I also tried to explain why certain cohorts, from both the left and the right, have long fixated on trade. In fact, as far back as 1993, I have been asking union leaders, members of Congress, and lobbyists who have opposed trade deals why they do not expend the same level of energy on other important issues – including many where common ground could easily be found.
This intransigent opposition remains a mystery to me to this day. The best partial explanation that I have seen starts with the philosopher Ernest Gellner’s cruel observation about left-wing academics. According to Gellner, history blew past them when the politics of nationalism and ethnicity began to crowd out political-organizing efforts centered on class. Politicians seeking to harness populist energy do so by stoking animus toward foreigners, supping with the devil with a very short spoon. But, again, this is only a partial, and ultimately inadequate, explanation.
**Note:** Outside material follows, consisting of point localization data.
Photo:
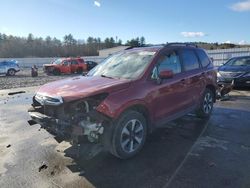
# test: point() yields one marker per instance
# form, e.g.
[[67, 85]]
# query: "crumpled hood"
[[234, 68], [80, 87], [48, 65]]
As for industrial policy, the economist Stephen S. Cohen and I argue in our 2016 book, Concrete Economics, that officials should recognize and capitalize on America’s interlinked communities of producers and their deep institutional knowledge of engineering practices. What’s more, the US should start doing what rich countries are supposed to do: exporting capital and running a trade surplus to fund industrialization in underdeveloped parts of the world.
As Harvard University’s Larry Summers and Barry Eichengreen of the University of California at Berkeley, have observed, it is almost as if Trump’s economic strategy – if one can call his vague and vacillating statements that – has been designed to reduce manufacturing employment in America further. Trump’s policy priorities – fiscal stimulus, corporate tax cuts, possibly a “border adjustment” tax on imports, pressuring the Federal Reserve to raise interest rates – will only strengthen the dollar. And that sends a clear message to domestic manufacturers: you are not wanted.
Of course, Trump will not blame his own incoherent and counterproductive policies for a stronger dollar. He will blame China and Mexico – and he will not be alone. In the US today, some on the left are just as keen as Trump to blame Mexico for the entire decline in manufacturing employment over the past three decades.
That is a big problem for the US and the world. Given the chauvinist politics that often accompany protectionism – and that are a mainstay of Trump’s brand – one might even say that it is a “bigly” problem.